Cette approche frénétique évoque les crises de la drogue ailleurs dans le monde, surtout aux États-Unis où des décennies de « guerre contre la drogue » ont fait des ravages dans les communautés pauvres sans jamais atteindre leurs objectifs. Ces parallèles sont porteurs d’enseignements importants, notamment le fait qu’il n’est pas possible de lutter contre une vague de toxicomanie par des moyens militaires.

En effet, il y a beaucoup à faire pour aider la Syrie et les pays voisins à gérer cette crise, en particulier en augmentant massivement le soutien aux traitements de l’addiction, aux centres de réhabilitation, aux campagnes de sensibilisation et, plus généralement, aux soins de santé mentale.

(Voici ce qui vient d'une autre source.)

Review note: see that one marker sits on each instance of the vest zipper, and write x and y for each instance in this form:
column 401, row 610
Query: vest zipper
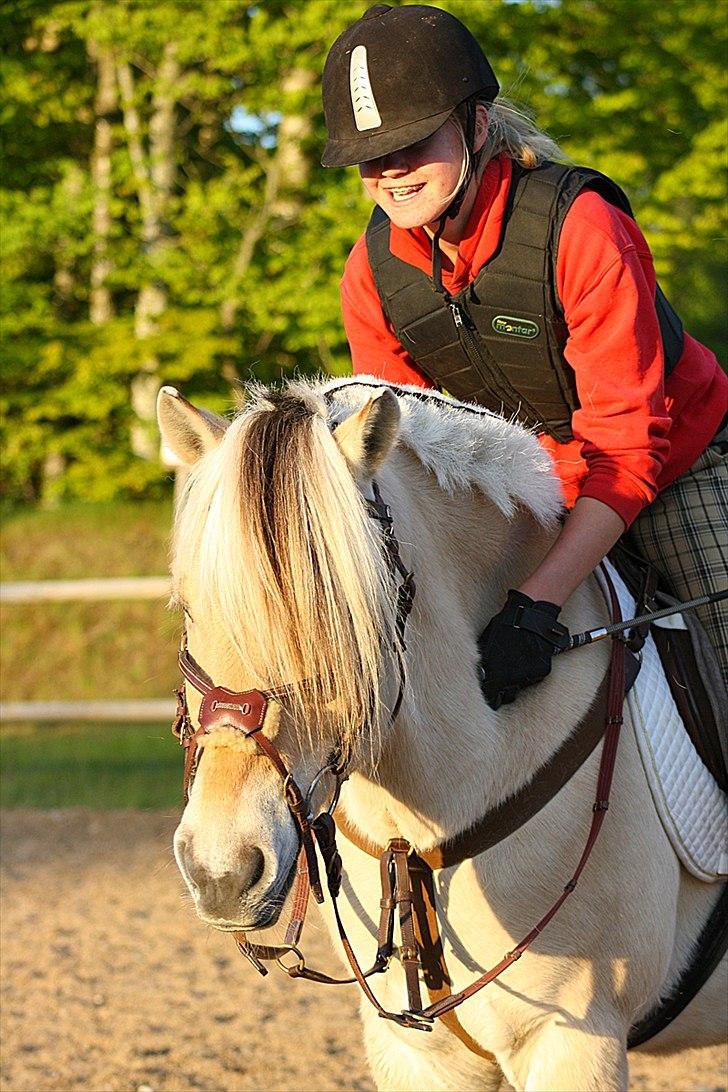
column 474, row 354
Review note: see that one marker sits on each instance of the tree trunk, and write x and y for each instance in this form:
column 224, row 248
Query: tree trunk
column 154, row 186
column 286, row 176
column 100, row 307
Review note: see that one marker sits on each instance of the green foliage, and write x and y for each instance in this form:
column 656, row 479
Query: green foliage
column 252, row 234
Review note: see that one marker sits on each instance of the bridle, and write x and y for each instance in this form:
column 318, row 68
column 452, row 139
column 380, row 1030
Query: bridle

Jusqu’à présent, ces mesures de bon sens ont été quasi absentes des discussions sur le trafic de drogue en Syrie. Elles se concentrent sur les moyens de contenir les débordements, plutôt que d’aider la société à s’attaquer au problème à la racine. Le risque est grand de perdre de nombreuses années avant de réaliser que cela ne fonctionnera pas en Syrie, pas plus qu’ailleurs. À l’inverse, il est sans doute permis d’espérer gagner du temps en commençant à lutter dès maintenant là où il le faut.